Following service module separation, the command module maneuvers into re-entry position. During re-entry, the capsule experiences plasma buildup – reaching temperatures up to 3,000 degrees Fahrenheit – that may interrupt communications with the spacecraft for approximately four minutes. Once Starliner re-enters Earth’s atmosphere, the forward heatshield – located on the top of the spacecraft – is jettisoned at 30,000 feet, exposing the two drogue and three main parachutes for deployment. The parachutes will continue to slow the spacecraft down as the base heatshield is jettisoned at 3,000 feet, allowing the six landing bags to inflate. At touchdown, the spacecraft is traveling at approximately 4 mph.”
“The NASA and Boeing landing and recovery team is stationed at a holding zone near Starliner’s intended landing site. After landing, a series of five teams move in toward the spacecraft in a sequential order. The first team to approach the spacecraft is the gold team, using equipment that “sniffs” the capsule for any hypergolic fuels that didn’t fully burn off before re-entry. They also cover the spacecraft’s thrusters. Once given the all-clear, the silver team moves in. This team electrically grounds and stabilizes Starliner before the green team approaches, supplying power and cooling to the crew module since the spacecraft is powered down.

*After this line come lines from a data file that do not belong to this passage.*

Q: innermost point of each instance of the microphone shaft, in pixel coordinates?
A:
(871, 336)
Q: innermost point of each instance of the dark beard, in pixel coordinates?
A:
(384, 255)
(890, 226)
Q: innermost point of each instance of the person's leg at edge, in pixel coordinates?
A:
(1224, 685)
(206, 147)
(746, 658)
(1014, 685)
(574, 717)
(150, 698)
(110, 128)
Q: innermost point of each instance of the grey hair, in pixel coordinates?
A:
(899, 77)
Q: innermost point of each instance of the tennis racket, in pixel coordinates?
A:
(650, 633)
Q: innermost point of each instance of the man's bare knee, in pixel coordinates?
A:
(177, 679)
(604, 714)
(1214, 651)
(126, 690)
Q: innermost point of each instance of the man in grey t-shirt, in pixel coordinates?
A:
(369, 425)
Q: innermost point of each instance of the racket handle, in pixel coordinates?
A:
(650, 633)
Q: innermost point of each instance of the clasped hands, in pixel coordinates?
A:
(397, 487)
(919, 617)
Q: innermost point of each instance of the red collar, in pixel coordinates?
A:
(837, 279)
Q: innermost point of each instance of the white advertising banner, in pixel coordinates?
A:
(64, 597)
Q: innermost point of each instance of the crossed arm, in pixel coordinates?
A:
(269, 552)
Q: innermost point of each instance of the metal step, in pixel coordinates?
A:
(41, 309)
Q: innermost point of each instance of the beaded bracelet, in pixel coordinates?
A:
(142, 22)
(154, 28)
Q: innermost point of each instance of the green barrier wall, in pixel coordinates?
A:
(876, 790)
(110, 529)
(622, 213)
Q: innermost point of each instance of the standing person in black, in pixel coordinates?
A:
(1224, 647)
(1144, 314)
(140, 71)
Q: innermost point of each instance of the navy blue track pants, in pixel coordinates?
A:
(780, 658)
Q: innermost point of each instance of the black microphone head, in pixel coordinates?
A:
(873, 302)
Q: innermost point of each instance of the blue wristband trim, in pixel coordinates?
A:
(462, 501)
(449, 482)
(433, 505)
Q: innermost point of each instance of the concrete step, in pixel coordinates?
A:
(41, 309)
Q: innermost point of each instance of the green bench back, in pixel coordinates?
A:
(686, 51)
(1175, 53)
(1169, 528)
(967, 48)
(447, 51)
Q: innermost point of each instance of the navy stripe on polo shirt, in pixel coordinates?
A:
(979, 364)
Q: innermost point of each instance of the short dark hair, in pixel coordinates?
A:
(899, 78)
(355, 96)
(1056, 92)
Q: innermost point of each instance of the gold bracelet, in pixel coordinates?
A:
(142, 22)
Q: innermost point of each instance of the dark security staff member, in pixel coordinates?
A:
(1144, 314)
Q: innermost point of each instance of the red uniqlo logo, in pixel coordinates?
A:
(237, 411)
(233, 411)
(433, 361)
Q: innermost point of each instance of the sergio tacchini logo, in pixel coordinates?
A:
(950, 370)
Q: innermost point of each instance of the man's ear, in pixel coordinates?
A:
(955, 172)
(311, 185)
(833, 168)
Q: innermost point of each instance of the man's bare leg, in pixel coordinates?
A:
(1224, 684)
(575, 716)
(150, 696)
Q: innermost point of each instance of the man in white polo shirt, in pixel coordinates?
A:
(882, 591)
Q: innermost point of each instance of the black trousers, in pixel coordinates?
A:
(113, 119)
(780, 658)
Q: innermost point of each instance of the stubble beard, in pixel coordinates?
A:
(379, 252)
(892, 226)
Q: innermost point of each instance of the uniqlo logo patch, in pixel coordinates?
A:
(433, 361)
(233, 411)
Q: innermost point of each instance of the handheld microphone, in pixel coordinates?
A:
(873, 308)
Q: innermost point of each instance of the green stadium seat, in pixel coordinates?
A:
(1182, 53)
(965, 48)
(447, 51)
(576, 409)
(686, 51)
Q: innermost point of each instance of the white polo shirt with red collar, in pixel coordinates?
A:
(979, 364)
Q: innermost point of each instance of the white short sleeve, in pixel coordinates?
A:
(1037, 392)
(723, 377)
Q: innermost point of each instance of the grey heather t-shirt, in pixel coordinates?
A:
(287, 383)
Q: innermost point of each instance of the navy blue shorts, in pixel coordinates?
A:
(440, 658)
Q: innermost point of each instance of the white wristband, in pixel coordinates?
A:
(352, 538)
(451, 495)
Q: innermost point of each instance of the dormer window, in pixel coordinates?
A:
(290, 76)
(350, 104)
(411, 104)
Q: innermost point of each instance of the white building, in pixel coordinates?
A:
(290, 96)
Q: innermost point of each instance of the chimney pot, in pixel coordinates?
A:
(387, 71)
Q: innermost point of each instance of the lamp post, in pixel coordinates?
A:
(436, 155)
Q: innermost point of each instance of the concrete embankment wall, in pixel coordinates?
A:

The blue team follows, documenting the recovery for public dissemination and future process review. The red team, which includes Boeing fire rescue, emergency medical technicians, and human factors engineers, then proceed to Starliner, opening the hatch. Finally, the landing and recovery team begins unloading time-critical cargo from Starliner. The spacecraft is then transferred to Boeing facilities at NASA’s Kennedy Space Center in Florida for refurbishment ahead of its next flight.”
One of the pros of an uncrewed return rather than crewed is the less strict weather conditions necessary for the undocking to go ahead. At the same time, we have already seen two uncrewed Starliners return in the past with OFT-1 and OFT-2. This will now make the third uncrewed Starliner return.
The main concern for the return has to do with the reentry burn itself. Yesterday Stich said, “Really the thrusters on the service module, the next big job they have is to hold the attitude, while the big OMACS fire, like Anthony said it’s about a 60-second deorbit burn, and that’s the critical thing that’s needs to happen to get the crew module on a safe trajectory to enter into the atmosphere and then land at White Sands. There’s good redundancy in those thrusters, we’ve got 4 thrusters in each direction so we expect that to go well” he said.
Once it returns the start of even more work will begin. Stich said, “After we get the vehicle back, we’ll go through a couple of months of post-flight analysis of the trajectory and how the thrusters performed during the final phase of flight. We also are already working hand in hand with Boeing to look at modifications to the system. Are there ways that we can fly the vehicle differently, do we need to do some more thruster testing at White Sands, to fill in some of the gaps that we had perhaps in qualification. So all that is gonna start taking place and there are teams starting to look at what we do to get the vehicle fully certified in the future” he said.
Conclusion
In just about one day Starliner is set to undock and perform a number of important milestones in an attempt to successfully reenter the atmosphere and land. While there’s no crew aboard, its still important that the spacecraft comes back in one piece.